La Fiancée Hésitante (‘The Reluctant Bride’) by Auguste Toulmouche has become a meme epitomising feminine rage. Women and girls all over the internet have taken the bride’s defiant stare and reworked it to express their personal, deeply feminine experiences. The reluctant bride gazes angrily at her viewer, asking for an escape from the world that the male artist has made for her. This reappropriation has taken the painting’s power from Toulmouche and placed it into the bride’s hands. The torch has been passed from man to woman.
“Usually, men can gawk at nude women in paintings, and avoid confrontation”
Male control and behaviour enrages us and Toulmouche depicts just that. Manet, however, seems to have a penchant for depicting another common emotion that women experience when encountering very male behaviour: boredom. Mansplaining is real. Arrogance is dull. In Le Déjeuner sur l’herbe (‘Luncheon on the Grass’), Manet paints a woman lazing naked at a picnic with two fully-clothed men who are deep in conversation, seemingly unaware of their nude companion. The woman gazes out of the painting, locking eyes with her viewer. We should be made to feel like voyeurs to her open sexuality, her male artist fetishising her naked body by contrasting it to these clothed men. But her expression is one of boredom. Usually, when women are shown to be naked by their — let’s face it, male — artists, they do not gaze back at us. The viewer can gawk to their heart’s content but avoid confrontation. As the subject expresses her boredom, Manet allows us to interact with this nude woman in a way that transcends the sexual. We are invited into her intellectual world and not her physical one.

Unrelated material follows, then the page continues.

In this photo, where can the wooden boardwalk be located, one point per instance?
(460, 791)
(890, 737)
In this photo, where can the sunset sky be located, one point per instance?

It is Goya’s La maja desnuda (‘The Naked Maja’) who invites us into her physical world. Lying nude, pubic hair on show, arms behind her head, the subject gazes knowingly outward. Goya’s painting is confrontational and was therefore controversial. The artist was dragged to trial by an angry mob for his moral depravity. The woman’s bodily autonomy was a shock to eighteenth-century senses and her enticing yet admonishing gaze led a man to inquisition.
“Maybe it is good for us to be stared back at once in a while”
But all these paintings are by men! No matter how much agency we attribute to the women in them, no matter how uncomfortable they might make their audience feel, they were painted to satisfy the male gaze. Do men enjoy women looking back at them? Or does their boldness and sudden agency rouse their discomfort? For Sir Keir, discomfort was the primary emotion.
Paintings by women can be read very differently. Élisabeth Vigée Le Brun’s self-portraits gaze at their viewer, warmly inviting them to admire her work with her soft smile. The portrait of herself and her daughter Julie, again, shows two female subjects staring out of a painting. Unlike in paintings by men, there is no reproach or yearning in their eyes, but genuine happiness. Feminist author Simone de Beauvoir found le Brun’s portraits to be narcissistic, accusing the artist of endlessly portraying her “smiling maternity”. Given the delightful contrast le Brun’s depictions of the female experience offer to depictions by male artists, de Beauvoir’s comment seems harsh at first. Other women artists, however, do not create such glowing accounts of womanhood. Artemisia Gentileschi depicts women in powerful and often violent roles. Her heroines are engaged in action and not distracted by the fourth wall. Does this render le Brun’s smiling women products of the male gaze? Do they gaze at us as though they must always please their male viewers? Or was de Beauvoir too critical of a happy woman who simply enjoyed being a mother?
Art is for our pleasure — or displeasure if you hate galleries — but we never stop to consider how paintings look back at us, unless directly confronted by it. If Keir Starmer found being perceived by someone, a woman no less, unnerving, then think of all the (more favourable) women in art who have found being perceived cruel or voyeuristic. Maybe it is good for us to be stared back at once in a while. It reminds us of the harm of objectification. Art itself may be an object waiting for perception, but the women depicted in it are not.